A bit of a geography lesson. Abruzzo is a rather mountainous region of Italy located about “mid calf” on the eastern edge of The Boot, directly opposite Rome on the west coast. The grapes most widely grown in the region are Montepulciano for reds and Trebbiano for whites.

Thus, Montepulciano d’Abruzzo is wine from Abruzzo made from Montepulciano grapes. I state this explicitly because there’s a town in Tuscany also called Montepulciano, well known for crafting some of the better Tuscan wines, specifically Vino Nobile de Montepulciano, which is actually made from Sangiovese grapes. There is no known connection between the town and the grape. Just one of those linguistical quirks of Italian language and history, much like why most English-speaking outsiders can’t correctly pronounce the name of the Kentucky city Versailles.

Two bottles showed up for sampling – one of each color.

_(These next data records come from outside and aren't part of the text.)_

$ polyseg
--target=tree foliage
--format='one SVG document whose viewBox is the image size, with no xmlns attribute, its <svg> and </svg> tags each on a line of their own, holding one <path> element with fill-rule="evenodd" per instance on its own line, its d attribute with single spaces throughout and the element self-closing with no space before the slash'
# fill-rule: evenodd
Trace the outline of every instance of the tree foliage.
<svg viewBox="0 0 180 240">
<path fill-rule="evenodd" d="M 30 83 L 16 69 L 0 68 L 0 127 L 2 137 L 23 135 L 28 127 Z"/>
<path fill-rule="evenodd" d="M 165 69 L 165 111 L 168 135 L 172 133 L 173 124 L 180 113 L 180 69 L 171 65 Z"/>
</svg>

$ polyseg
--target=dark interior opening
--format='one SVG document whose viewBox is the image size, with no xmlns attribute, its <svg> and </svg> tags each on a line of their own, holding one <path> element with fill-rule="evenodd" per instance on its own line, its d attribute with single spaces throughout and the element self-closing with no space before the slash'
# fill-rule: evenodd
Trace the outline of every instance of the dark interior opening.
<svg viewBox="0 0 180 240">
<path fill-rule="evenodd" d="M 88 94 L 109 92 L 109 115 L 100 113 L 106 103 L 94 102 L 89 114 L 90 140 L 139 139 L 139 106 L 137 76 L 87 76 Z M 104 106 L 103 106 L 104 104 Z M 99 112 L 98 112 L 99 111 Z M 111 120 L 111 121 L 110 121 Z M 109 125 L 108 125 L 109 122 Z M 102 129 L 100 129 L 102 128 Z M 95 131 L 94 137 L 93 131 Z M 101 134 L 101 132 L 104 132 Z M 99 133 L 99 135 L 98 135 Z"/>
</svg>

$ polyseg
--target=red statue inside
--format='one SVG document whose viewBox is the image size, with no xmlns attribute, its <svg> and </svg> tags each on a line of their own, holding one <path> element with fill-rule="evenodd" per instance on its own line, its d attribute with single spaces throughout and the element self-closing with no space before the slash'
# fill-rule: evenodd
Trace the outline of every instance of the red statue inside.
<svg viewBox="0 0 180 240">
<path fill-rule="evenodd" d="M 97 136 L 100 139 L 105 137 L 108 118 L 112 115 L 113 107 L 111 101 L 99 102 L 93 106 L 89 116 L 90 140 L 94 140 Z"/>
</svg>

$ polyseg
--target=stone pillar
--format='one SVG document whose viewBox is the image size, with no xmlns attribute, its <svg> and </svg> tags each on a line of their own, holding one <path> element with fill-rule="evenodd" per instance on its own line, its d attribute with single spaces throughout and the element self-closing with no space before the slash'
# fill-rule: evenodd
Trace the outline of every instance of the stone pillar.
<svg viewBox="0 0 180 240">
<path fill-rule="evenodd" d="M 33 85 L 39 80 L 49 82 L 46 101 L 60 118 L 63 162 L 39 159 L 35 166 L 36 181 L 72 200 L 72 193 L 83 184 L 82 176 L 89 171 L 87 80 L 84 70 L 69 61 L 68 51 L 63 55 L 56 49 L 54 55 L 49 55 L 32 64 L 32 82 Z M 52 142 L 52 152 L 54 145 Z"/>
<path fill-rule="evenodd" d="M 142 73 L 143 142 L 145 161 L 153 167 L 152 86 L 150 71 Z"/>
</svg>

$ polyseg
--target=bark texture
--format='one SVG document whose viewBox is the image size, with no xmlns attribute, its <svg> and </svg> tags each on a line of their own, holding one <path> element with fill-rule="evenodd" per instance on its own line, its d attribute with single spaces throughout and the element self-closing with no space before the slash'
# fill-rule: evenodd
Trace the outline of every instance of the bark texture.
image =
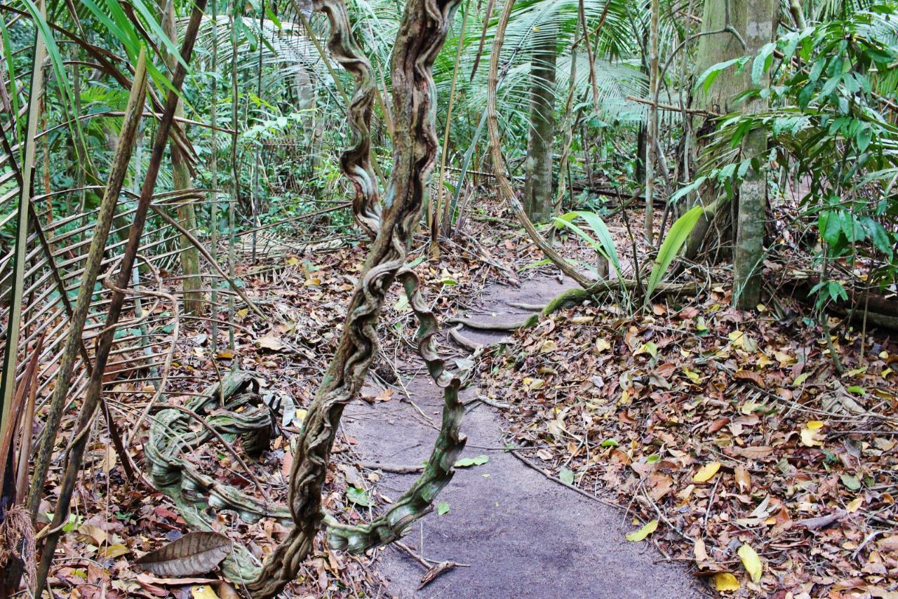
<svg viewBox="0 0 898 599">
<path fill-rule="evenodd" d="M 170 2 L 165 18 L 165 29 L 169 38 L 174 43 L 178 43 L 178 31 L 174 23 L 174 3 Z M 168 67 L 174 71 L 177 58 L 174 56 L 168 57 Z M 175 119 L 184 118 L 184 102 L 179 101 L 175 110 Z M 186 133 L 186 126 L 185 126 Z M 193 187 L 190 169 L 187 164 L 187 158 L 184 152 L 172 139 L 171 143 L 172 152 L 172 180 L 175 191 L 183 191 Z M 178 203 L 178 222 L 188 231 L 197 230 L 197 211 L 192 199 L 184 199 Z M 181 234 L 178 238 L 180 246 L 180 270 L 183 279 L 181 287 L 184 290 L 184 312 L 188 314 L 201 314 L 203 313 L 203 295 L 200 289 L 203 286 L 203 280 L 199 277 L 199 252 L 193 247 L 190 240 L 186 235 Z"/>
<path fill-rule="evenodd" d="M 750 53 L 755 53 L 773 40 L 775 19 L 779 3 L 772 0 L 753 0 L 746 10 L 745 44 Z M 746 75 L 748 69 L 745 69 Z M 750 80 L 746 88 L 753 85 Z M 766 84 L 762 81 L 761 84 Z M 761 99 L 744 103 L 743 112 L 753 114 L 767 109 L 767 101 Z M 742 143 L 743 159 L 757 159 L 762 164 L 767 151 L 767 132 L 753 129 L 745 135 Z M 736 213 L 735 247 L 733 251 L 735 276 L 734 296 L 736 307 L 753 309 L 761 301 L 762 266 L 764 258 L 764 214 L 767 208 L 767 172 L 753 166 L 745 173 L 739 186 L 739 206 Z"/>
<path fill-rule="evenodd" d="M 774 4 L 772 0 L 707 0 L 701 22 L 704 34 L 699 38 L 694 76 L 700 76 L 717 63 L 756 54 L 764 44 L 773 39 L 778 11 L 779 4 Z M 754 85 L 751 72 L 750 66 L 742 73 L 736 73 L 732 67 L 725 70 L 709 90 L 696 90 L 693 108 L 718 114 L 727 114 L 737 110 L 761 110 L 757 106 L 738 105 L 735 102 L 738 94 Z M 692 128 L 698 139 L 691 145 L 696 148 L 700 162 L 705 145 L 701 137 L 711 133 L 713 128 L 714 123 L 709 119 L 703 119 Z M 745 150 L 760 148 L 758 140 L 753 141 L 751 133 L 746 136 L 745 143 L 751 145 L 751 148 L 744 147 Z M 755 174 L 757 173 L 753 173 Z M 751 180 L 753 175 L 749 175 L 748 179 Z M 756 195 L 759 182 L 762 183 L 762 179 L 748 182 L 746 191 Z M 727 240 L 735 238 L 734 229 L 738 227 L 739 218 L 737 217 L 736 223 L 733 223 L 732 219 L 725 217 L 727 215 L 720 210 L 724 202 L 719 201 L 718 195 L 719 189 L 714 186 L 709 185 L 700 190 L 700 201 L 705 207 L 705 213 L 690 235 L 685 250 L 687 258 L 694 259 L 703 250 L 718 247 L 726 243 Z M 740 201 L 738 194 L 735 201 Z M 756 215 L 757 206 L 750 207 L 749 210 L 751 214 Z M 762 217 L 763 212 L 758 220 L 762 220 Z M 762 235 L 762 227 L 757 231 Z M 749 234 L 754 234 L 754 232 L 750 232 Z M 749 242 L 749 245 L 753 242 Z"/>
<path fill-rule="evenodd" d="M 342 3 L 335 1 L 316 3 L 315 7 L 328 13 L 332 24 L 334 15 L 345 14 L 346 11 Z M 374 179 L 360 169 L 348 169 L 357 177 L 353 181 L 357 190 L 361 187 L 356 202 L 357 217 L 376 236 L 350 301 L 337 353 L 309 408 L 298 439 L 288 496 L 295 527 L 266 559 L 256 580 L 247 585 L 253 596 L 274 596 L 293 580 L 322 527 L 321 487 L 339 418 L 346 404 L 357 396 L 376 355 L 376 323 L 385 294 L 405 262 L 421 207 L 428 199 L 437 151 L 432 68 L 457 7 L 457 0 L 409 0 L 406 4 L 392 60 L 393 167 L 379 218 L 372 203 L 376 198 Z M 341 43 L 339 37 L 349 35 L 348 20 L 336 24 L 338 27 L 331 31 L 331 50 L 336 49 L 341 57 L 337 57 L 339 62 L 353 70 L 359 66 L 359 58 L 347 54 L 349 44 Z M 370 66 L 353 72 L 364 82 L 369 76 Z M 367 98 L 371 96 L 365 93 L 365 87 L 360 87 L 353 104 L 365 99 L 370 110 Z M 350 108 L 350 122 L 354 119 L 363 121 L 363 135 L 366 136 L 370 112 L 359 114 Z M 358 150 L 357 146 L 355 152 L 348 153 L 357 163 L 367 155 L 367 152 Z M 343 165 L 346 168 L 346 160 Z"/>
<path fill-rule="evenodd" d="M 524 209 L 537 223 L 552 211 L 552 140 L 555 138 L 557 26 L 543 24 L 531 58 L 530 131 L 527 137 Z"/>
</svg>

I started with the white, the Villa Gemma 2014 Bianco Colline Teatine. This wine is a largely Trebbiano-based blend, with small amounts of Chardonnay and the indigenous grape Cococciola added. Most Italian whites I have these days tend to be on the lighter side and minerally. Not so here. This wine has some depth and creaminess, along the lines of a French Rhone white. I found it much more fragrant than many Italian whites, with some apple blossom notes up front. Medium bodied, it’s got rich apple and pineapple flavors on the palate, with a delicate, creamy finish. We quite liked it. As with most Italian whites, fish is a safe bet, so we did a simple slow-roasted salmon with some roasted veggies and couscous on the side. A steal for a wine you can snag for under $10.

A few nights later, we got into the Marina Cvetic 2010 Montepulciano d’Abruzzo DOC San Martino. Marina Cvetic married Gianni Masciarelli in 1987, and Gianni dedicated his top-line wine to her. She has run the Masciarelli production operation since 2008. While the table version of Montepulciano d’Abruzzo is the very definition of “sluggable red,” the difference in this more “grown up” version was evident from the moment we poured it. The color was much inkier than what I was used to, and the nose of this 100% Montepulciano is full of plums and strawberries. The body is considerable, with dark fruits wrapped up in vanilla and a solid tannic backbone that becomes very pleasant after the wine gets some air. (I’m not used to decanting my Montepulciano!) The finish is evenly tannic with some nice coffee flavors. With a strip steak topped with mushrooms, just outstanding. Also lovely next to evening chocolate. For $20-25, I thought this certainly worth that price.



I thought it was great fun to take a second look at a wine varietal I’d taken more or less for granted over the years. Try it yourself. I think you’ll dig.